И тогда страшно стало и верхним. Глупых-то среди них не было, а ежели и были не особо отличавшиеся мыслями, то не они определяли положение, вес, значимость верхних. И эти, кои вперед смотрели, поняли: не только бороду Бельского с кровью рвет Борис, рвет он старое, родовое, то, чем сильны они, бояре, служащие царям московским со времен первых Рюриковичей. И не только волосы Бельского брошены в пыль, но и их право стоять подле царя, направлять его, жить богато, властвовать над Россией. И не один из верхних подумал: «Волоски бы эти подобрать надо, в ладанку положить да спрятать на груди, чтобы они никогда не давали забыть — один неверный шаг, и полетит в тартарары все, что родами и столетиями нажито».

Капитан мушкетеров Габриэль все с той же презрительной усмешкой рвал бороду воеводы.

После казни Богдана Бельского укатали в Нижний Новгород, в ссылку.

На Москве стало много тише. Народ унялся, а в селе Красном, слышно было, купцов, что расшумелись более других, вроде бы даже и побили слегка.

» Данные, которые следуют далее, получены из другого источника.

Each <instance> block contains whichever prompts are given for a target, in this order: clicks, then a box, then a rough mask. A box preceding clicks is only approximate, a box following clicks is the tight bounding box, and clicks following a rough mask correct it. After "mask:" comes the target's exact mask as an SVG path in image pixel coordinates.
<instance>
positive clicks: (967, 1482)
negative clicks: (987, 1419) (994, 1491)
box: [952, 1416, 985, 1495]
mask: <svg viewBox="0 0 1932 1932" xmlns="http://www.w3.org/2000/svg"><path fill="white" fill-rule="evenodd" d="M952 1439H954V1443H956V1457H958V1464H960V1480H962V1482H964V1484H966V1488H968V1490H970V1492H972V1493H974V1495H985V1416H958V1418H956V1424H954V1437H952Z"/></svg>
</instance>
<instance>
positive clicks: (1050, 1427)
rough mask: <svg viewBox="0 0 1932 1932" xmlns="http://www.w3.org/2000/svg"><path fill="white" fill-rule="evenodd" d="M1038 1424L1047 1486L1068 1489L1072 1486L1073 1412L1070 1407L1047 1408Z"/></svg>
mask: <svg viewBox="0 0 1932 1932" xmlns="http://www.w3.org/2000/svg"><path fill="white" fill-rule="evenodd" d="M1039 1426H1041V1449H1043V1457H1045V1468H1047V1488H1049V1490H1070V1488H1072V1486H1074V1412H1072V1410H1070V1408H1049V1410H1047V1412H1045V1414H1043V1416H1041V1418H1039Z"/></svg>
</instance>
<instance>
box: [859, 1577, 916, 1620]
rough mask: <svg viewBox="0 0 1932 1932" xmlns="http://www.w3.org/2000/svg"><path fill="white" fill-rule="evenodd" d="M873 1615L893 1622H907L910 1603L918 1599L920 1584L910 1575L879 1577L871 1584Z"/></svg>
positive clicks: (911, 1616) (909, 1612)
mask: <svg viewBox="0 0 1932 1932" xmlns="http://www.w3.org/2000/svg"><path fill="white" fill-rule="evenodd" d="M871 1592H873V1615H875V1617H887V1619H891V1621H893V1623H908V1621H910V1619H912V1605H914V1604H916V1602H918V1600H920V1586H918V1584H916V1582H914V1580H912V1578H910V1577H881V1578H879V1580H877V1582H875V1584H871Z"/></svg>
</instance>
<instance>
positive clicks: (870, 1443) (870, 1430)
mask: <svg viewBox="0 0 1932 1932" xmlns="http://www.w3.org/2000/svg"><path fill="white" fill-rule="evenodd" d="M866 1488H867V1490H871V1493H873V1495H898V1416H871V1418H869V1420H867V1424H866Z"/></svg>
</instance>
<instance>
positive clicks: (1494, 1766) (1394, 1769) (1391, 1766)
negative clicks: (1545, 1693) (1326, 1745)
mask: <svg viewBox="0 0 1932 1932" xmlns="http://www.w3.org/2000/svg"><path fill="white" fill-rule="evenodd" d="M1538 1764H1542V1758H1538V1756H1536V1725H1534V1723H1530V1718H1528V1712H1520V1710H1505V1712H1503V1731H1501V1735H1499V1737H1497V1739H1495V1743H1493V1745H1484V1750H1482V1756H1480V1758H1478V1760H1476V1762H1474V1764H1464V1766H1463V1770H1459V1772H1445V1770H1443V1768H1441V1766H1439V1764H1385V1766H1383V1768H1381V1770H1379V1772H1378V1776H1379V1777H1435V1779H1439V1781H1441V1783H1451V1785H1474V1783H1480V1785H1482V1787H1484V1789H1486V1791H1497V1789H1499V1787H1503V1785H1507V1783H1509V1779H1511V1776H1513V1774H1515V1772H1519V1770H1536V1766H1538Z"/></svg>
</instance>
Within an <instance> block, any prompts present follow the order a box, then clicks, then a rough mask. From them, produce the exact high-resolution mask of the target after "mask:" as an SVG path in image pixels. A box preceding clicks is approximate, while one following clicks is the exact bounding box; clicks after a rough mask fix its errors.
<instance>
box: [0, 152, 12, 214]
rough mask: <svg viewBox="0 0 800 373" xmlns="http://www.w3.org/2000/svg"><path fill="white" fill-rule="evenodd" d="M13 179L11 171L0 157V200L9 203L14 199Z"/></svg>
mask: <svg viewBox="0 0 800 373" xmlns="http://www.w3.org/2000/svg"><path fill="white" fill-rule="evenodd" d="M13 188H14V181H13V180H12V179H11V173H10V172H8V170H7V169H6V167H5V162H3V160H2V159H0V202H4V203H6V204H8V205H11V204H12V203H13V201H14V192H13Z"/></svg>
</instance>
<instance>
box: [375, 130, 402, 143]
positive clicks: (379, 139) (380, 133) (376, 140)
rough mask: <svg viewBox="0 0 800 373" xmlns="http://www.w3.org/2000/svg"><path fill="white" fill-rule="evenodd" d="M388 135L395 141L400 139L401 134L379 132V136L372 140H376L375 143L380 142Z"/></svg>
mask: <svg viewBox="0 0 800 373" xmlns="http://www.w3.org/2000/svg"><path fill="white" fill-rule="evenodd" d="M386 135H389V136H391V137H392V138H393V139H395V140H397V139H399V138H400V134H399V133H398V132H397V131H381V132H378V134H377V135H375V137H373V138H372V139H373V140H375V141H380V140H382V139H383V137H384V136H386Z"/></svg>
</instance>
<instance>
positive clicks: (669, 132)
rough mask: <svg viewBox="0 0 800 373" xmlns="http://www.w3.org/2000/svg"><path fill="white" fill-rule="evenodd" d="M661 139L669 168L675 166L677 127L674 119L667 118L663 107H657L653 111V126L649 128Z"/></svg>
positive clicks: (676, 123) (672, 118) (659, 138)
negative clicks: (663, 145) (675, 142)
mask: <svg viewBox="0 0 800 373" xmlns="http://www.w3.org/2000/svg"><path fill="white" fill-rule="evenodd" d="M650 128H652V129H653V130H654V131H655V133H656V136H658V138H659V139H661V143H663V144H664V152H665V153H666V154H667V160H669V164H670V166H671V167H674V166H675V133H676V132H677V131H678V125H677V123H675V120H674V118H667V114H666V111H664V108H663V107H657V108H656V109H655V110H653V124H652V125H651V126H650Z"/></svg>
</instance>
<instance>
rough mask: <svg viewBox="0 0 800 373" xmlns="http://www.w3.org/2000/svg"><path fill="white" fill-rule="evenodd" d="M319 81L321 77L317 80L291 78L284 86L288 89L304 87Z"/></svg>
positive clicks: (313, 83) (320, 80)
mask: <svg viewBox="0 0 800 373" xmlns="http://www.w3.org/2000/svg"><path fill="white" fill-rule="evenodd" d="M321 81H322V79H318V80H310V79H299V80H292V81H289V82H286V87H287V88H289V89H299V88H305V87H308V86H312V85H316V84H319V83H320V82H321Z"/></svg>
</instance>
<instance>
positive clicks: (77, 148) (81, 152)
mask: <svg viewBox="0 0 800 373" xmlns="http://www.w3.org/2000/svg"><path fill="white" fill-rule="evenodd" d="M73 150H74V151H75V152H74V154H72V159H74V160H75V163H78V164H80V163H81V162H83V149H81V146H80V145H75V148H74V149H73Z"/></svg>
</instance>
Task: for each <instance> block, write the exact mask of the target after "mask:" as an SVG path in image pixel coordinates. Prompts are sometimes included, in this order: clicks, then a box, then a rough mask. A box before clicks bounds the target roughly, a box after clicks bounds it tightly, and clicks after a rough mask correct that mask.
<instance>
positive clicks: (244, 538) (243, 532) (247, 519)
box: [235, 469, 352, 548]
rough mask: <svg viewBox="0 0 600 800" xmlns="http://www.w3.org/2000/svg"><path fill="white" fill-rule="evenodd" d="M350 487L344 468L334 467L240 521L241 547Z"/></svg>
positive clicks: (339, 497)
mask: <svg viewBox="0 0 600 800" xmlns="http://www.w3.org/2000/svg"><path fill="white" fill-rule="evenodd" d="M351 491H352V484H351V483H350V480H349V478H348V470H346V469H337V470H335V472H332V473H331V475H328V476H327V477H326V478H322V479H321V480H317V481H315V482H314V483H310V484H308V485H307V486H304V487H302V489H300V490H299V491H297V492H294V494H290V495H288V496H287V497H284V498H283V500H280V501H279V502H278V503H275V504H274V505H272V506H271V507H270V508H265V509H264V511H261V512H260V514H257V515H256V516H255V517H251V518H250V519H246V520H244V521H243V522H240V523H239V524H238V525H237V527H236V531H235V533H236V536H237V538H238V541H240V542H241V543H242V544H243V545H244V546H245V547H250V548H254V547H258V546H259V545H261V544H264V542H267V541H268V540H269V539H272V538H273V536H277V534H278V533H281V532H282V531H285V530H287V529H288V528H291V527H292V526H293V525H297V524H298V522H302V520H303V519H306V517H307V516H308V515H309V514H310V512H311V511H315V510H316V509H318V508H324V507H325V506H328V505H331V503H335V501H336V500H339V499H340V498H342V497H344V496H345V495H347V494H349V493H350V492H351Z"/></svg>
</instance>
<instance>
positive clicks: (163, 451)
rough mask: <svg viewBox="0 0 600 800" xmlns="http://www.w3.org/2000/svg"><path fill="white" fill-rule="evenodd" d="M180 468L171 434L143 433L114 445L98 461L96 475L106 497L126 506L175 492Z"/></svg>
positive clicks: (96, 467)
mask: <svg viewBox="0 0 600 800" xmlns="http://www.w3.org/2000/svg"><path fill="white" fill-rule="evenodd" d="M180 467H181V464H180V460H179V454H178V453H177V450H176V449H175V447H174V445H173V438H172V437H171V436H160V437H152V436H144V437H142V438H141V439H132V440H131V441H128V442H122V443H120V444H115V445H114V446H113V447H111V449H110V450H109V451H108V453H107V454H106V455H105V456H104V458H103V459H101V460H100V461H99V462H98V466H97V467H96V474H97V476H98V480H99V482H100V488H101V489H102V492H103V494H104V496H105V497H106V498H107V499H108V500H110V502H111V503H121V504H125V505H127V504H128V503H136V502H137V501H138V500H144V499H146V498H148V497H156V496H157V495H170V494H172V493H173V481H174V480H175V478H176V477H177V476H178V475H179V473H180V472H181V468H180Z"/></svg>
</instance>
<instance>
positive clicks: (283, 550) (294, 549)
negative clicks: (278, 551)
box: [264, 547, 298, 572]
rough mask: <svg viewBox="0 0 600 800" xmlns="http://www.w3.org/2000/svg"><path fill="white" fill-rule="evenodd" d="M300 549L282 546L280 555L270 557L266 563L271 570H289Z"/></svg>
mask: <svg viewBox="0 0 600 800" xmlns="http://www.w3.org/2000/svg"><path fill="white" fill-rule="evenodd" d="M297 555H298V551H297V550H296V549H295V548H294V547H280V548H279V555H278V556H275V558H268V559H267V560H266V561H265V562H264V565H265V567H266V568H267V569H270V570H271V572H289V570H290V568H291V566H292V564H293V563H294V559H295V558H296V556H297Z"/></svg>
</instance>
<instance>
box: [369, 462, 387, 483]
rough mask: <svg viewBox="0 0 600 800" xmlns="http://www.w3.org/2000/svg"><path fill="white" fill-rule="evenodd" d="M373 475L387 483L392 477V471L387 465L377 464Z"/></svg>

Благолепно звонили колокола церквей, без лишней бойкости гнусили на папертях нищие, в торговых рядах лениво покрикивали купцы. По утрам, едва показывалось над белокаменной солнышко, нежно пели на улицах пастушьи рожки, прутиками выгоняли хозяйки коров и, переговариваясь, перекрикиваясь, стояли у ворот в ожидании водолея.

Добрая это была минуточка для бабьего московского народа. Всласть поговорить, уколоть соседку занозистым словцом, глазами пошустрить по улице, без чего баба человеком себя не чувствовала. Ну а уж когда подъезжал водолей, гвалт разрастался на всю улицу. Московские водолеи для веселья и доказательства того, что вода взята у самого чистого и перекатистого бережка Москвы-реки, в бочку обязательно запускали серебряную рыбку. Живую, игривую, такую, чтобы, попав в ведро, хвостом била и ходила винтом. К тому же считалось, что у хозяйки, в чье ведро попадет рыбка, день будет счастливым. На водолея бабы шли, как стрельцы на приступ. Каждая норовила первой взять воду и непременно с рыбкой. И смеху и шуму хватало на весь бабий день. Но проезжал водолей, и над улицами устанавливалась тишина. И так до сумерек, до тихого заката, что гас у окоема в безмятежных красках.